À la fin des travaux de cette commission d'enquête, les membres qui y ont siégé ont signé les procès-verbaux. De ceux-ci, lus par le ministre, on retiendra que le vendredi 10 juin dernier, en se rendant à leur prière, les fidèles musulmans ont vu, stationné aux abords du "marché gouro", à 120 m de la mosquée d'Abobo Banco II, le véhicule de marque Toyota Starlet immatriculé D 48867 appartenant au ministère de la Sécurité et affecté au projet "Sécurité". Près du véhicule, se trouvaient un agent de police et un civil en service au projet sécurité. Ces agents ont été abordés par quatre fidèles qui leur ont demandé "d'aller faire le contrôle plus loin" parce que l'heure de la prière approchait. Les agents ont alors fait savoir aux quatre fidèles qu'ils (les agents), n'effectuaient pas de contrôle mais "qu'ils attendaient deux de leurs collègues qui se trouvaient au quartier "Derrière -Rails". Malgré leur promesse de se retirer, selon le rapport lu par Ouassénan Koné, dès le retour de leurs collègues, les deux agents ont été assaillis, séquestrés et hués par une foule de fidèles et de badauds qui les ont traités de voleurs.

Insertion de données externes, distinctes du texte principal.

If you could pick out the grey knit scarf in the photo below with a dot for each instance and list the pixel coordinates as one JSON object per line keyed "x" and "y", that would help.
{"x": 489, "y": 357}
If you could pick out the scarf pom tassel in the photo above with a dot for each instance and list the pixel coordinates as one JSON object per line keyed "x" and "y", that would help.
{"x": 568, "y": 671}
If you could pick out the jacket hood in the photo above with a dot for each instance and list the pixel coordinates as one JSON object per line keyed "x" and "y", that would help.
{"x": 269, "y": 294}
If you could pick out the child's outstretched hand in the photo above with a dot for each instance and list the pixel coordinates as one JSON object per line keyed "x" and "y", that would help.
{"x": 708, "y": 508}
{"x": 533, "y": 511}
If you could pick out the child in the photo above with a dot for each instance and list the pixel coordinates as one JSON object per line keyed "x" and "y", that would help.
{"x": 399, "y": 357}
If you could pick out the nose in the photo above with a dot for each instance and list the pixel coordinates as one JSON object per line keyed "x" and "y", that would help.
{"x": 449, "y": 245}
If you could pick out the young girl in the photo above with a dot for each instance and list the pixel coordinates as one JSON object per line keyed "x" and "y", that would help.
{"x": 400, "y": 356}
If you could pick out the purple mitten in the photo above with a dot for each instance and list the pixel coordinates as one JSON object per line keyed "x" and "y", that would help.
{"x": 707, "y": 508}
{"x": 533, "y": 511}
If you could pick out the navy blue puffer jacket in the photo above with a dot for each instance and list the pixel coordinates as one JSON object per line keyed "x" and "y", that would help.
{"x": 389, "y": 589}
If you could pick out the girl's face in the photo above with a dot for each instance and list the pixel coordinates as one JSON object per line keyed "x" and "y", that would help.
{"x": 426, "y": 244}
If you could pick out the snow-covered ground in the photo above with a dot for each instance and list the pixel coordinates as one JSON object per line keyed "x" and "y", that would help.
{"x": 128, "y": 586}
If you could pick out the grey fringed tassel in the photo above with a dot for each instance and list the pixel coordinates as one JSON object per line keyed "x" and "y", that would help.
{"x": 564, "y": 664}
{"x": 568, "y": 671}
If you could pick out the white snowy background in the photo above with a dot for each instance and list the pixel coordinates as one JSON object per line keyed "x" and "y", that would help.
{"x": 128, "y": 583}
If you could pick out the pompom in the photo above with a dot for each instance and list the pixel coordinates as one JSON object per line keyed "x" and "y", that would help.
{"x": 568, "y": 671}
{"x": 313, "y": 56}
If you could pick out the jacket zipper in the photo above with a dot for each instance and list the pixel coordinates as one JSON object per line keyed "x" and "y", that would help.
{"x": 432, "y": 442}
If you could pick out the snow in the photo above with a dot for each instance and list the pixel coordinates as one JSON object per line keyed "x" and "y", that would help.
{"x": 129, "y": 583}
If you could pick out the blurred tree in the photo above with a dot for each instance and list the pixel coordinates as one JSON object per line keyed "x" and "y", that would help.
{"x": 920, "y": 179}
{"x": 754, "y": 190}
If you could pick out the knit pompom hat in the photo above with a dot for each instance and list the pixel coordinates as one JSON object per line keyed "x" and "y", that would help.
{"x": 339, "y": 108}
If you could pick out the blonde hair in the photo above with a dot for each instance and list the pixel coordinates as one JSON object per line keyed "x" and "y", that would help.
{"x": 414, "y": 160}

"Se sentant menacés, continue le rapport de la commission d'enquête, ces agents ont appelé au secours au moyen de la radio de la police. Une fois sur le terrain, l'adjoint au Commissaire de police du 14ème arrondissement d'Abobo ne pourra faire revenir le calme, "accueilli", dit le rapport, par une foule de 200 personnes environ, essentiellement composée de jeunes de 15 à 25 ans, armés de cailloux et de bâtons".
"Face aux actes de vandalisme qui se perpétraient et dans l'impossibilité de contenir cette foule surexcitée, l'adjoint au commissaire du 14ème arrondissement a fait appel, par radio, à une équipe d'intervention de la Compagnie républicaine de Sécurité (CRS), afin de rétablir l'ordre", conclu le rapport lu par le ministre sur les circonstances de l'intervention des forces de l'ordre à la mosquée d'Abobo Banco II.
Les agents de police provoqués étaient-ils allés effectuer des contrôles de cartes de séjour aux abords ou à l'intérieur de la mosquée ? Les éléments de la CRS ont-ils profané la mosquée en y pénétrant, en y jetant des grenades lacrymogènes et en y exerçant des violences sur les fidèles ? Selon le rapport lu par le ministre Ouassénan, on ne peut raisonnablement dire que les agents étaient aux abords de la mosquée pour un contrôle de cartes de séjour dans le but de narguer ou de nuire aux fidèles?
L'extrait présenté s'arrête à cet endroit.